The Employment and Labour Relations court has dismissed a case seeking to stop West Kenya Sugar Company, owned by sugar cartel Jaswant Rai from downscaling its workforce.
According to Jaswant Rai owned company, the downscaling was attributed to low business returns due to the Covid-19 pandemic.
Justice Nduma Nderi said some of the issues raised in the case by the Kenya Union of Sugarcane Plantation and Allied Workers (KUSPAW) are the subject of other court cases.
Justice Nduma also ruled that most of the other issues raised have already happened.
In its court papers, the union said that in July, 2020 the sugar miller issued a memo directing workers to sign new contracts on July 2, 2020.
On the said date, it noted that employees found gates manned by police officers and employees were divided into groups with instructions to sign new contracts which they signed but got no copies.
The union said the company also issued letters of termination dated June 29, 2020 to all truck drivers, who were working on both permanent and contract terms, without following due process.
It argued that the conduct violated the MoU signed by the tripartite parties and government directive that workers should not lose employment during CovidD-19 period. It described the development as an unfair Labour practice against contracted workers.

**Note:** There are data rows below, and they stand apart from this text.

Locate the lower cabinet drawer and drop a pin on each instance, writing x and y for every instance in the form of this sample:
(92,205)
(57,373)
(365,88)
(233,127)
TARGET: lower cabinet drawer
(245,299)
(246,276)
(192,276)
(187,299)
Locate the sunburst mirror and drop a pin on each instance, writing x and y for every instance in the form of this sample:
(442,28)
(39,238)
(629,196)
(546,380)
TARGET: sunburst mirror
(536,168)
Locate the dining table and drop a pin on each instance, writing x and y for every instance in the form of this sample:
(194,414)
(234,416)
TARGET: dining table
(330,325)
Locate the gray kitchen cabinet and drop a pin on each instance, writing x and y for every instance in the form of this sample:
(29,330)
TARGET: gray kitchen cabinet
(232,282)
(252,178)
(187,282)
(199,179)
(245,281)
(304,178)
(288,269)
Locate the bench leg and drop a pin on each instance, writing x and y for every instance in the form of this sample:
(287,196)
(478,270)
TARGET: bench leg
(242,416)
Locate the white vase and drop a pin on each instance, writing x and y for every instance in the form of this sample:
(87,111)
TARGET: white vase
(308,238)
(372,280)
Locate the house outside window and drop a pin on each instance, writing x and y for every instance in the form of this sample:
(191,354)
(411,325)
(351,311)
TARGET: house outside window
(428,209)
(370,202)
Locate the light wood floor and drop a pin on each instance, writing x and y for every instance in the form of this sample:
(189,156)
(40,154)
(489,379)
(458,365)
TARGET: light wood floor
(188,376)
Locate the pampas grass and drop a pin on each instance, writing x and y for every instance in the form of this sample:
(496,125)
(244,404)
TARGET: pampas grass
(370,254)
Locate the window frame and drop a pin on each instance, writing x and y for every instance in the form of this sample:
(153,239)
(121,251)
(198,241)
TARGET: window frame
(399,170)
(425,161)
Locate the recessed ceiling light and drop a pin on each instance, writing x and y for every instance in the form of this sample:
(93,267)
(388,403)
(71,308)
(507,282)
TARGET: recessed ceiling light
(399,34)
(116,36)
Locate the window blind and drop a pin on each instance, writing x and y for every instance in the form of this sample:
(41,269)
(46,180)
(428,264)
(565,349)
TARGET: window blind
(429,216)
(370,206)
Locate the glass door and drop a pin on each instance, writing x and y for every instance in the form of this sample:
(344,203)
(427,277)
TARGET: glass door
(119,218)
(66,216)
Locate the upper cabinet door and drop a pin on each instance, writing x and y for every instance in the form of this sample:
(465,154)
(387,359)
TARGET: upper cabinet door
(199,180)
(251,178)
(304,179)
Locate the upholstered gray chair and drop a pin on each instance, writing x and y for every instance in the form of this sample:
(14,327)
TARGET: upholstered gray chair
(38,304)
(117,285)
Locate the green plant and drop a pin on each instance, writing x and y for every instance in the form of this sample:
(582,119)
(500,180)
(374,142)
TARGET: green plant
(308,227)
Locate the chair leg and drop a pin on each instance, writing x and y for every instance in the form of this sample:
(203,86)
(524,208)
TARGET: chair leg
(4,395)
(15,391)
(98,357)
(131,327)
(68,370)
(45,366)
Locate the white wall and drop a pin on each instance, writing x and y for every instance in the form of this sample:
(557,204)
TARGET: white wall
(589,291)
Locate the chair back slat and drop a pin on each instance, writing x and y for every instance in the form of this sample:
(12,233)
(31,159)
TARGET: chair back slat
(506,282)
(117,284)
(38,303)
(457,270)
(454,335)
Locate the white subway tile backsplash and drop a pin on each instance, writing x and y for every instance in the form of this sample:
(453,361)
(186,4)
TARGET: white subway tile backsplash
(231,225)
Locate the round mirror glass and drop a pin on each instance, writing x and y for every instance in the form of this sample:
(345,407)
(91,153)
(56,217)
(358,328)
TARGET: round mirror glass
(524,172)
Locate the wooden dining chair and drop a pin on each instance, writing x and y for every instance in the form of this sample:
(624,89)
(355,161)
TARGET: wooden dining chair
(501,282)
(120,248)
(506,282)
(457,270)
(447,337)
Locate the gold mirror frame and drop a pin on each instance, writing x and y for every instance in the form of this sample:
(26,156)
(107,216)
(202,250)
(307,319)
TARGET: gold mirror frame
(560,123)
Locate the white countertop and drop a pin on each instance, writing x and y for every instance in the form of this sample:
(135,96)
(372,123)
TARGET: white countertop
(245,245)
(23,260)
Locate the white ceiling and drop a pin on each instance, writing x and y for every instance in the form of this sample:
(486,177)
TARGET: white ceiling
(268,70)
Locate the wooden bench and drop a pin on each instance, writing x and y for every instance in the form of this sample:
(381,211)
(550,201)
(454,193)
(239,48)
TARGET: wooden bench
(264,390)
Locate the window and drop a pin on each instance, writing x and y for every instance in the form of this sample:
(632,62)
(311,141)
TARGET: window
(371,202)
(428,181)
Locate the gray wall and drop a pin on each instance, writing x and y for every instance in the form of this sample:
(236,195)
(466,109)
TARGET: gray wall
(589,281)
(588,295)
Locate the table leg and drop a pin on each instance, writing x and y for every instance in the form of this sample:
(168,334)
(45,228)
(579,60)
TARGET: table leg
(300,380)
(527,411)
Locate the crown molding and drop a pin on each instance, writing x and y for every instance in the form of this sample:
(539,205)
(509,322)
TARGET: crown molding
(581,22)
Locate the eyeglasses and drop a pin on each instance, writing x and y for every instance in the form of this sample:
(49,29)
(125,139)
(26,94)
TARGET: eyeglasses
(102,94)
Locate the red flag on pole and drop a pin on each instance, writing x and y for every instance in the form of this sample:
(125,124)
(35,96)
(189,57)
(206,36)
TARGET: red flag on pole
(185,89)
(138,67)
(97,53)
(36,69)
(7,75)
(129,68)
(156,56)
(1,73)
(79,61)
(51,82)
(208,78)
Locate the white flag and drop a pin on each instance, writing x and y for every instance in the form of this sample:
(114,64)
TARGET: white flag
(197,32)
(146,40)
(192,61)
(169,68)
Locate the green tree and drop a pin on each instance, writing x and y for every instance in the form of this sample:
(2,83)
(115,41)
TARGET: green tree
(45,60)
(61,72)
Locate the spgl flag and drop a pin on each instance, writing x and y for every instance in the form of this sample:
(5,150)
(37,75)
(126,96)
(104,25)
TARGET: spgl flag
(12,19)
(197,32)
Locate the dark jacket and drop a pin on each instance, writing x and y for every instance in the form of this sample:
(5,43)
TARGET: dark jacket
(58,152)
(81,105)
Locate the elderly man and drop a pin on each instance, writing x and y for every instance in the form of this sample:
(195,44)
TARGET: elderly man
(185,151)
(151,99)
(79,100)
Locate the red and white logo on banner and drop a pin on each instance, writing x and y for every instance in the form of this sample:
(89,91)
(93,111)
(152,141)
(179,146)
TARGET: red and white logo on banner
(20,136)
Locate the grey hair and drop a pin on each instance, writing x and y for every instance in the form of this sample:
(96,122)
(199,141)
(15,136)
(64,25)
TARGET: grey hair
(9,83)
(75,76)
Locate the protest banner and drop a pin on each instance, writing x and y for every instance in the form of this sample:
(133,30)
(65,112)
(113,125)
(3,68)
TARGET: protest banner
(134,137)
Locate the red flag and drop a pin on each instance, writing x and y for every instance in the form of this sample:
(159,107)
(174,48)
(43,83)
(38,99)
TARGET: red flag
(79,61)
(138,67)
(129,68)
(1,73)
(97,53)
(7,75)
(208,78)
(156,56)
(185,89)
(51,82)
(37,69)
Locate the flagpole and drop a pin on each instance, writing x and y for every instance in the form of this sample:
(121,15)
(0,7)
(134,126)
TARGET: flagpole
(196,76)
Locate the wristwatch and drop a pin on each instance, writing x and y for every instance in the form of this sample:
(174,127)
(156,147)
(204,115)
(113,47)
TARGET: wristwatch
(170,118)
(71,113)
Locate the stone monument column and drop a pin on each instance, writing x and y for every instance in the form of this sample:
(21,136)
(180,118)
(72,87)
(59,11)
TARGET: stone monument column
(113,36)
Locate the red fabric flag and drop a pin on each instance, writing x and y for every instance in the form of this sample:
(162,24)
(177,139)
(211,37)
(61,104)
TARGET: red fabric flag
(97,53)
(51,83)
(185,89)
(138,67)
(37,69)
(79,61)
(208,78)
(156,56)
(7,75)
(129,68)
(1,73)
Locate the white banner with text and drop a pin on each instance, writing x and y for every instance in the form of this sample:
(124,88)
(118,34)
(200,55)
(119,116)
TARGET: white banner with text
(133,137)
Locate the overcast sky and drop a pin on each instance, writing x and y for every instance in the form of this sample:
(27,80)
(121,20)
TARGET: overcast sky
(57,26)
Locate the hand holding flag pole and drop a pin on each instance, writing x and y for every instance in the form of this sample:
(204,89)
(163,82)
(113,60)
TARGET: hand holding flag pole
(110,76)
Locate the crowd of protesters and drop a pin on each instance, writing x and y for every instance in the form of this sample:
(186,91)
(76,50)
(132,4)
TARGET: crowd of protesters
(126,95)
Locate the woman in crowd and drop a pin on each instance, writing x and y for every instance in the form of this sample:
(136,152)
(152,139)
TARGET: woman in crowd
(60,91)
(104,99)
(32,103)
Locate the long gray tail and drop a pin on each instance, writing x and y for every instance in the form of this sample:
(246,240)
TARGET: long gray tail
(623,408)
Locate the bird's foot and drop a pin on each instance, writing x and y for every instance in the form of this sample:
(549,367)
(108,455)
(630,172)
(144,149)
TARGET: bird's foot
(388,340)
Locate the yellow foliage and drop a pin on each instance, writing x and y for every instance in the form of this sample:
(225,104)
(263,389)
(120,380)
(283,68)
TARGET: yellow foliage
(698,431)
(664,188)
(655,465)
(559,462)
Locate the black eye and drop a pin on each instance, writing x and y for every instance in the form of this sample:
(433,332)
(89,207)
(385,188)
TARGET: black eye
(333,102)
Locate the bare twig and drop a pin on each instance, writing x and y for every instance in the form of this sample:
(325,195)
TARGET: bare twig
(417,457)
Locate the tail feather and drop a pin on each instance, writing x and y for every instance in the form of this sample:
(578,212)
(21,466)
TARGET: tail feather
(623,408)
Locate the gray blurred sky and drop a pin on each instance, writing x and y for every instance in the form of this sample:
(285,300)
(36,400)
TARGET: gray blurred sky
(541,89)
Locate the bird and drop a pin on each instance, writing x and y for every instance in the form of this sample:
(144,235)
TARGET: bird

However, the company through its human resource manager Martin Chisaka told court that it employed over 4,000 employees and more than 2,500 employees are on fixed-term contracts whereas the rest are on permanent and pensionable terms.
Mr Chisaka said the pandemichas adversely affected the business.
Billionaire Jaswant Rai, through his three sugar millers: Olepito; West Kenya and Sukari Industries, now controls over a third of the sugar produced locally.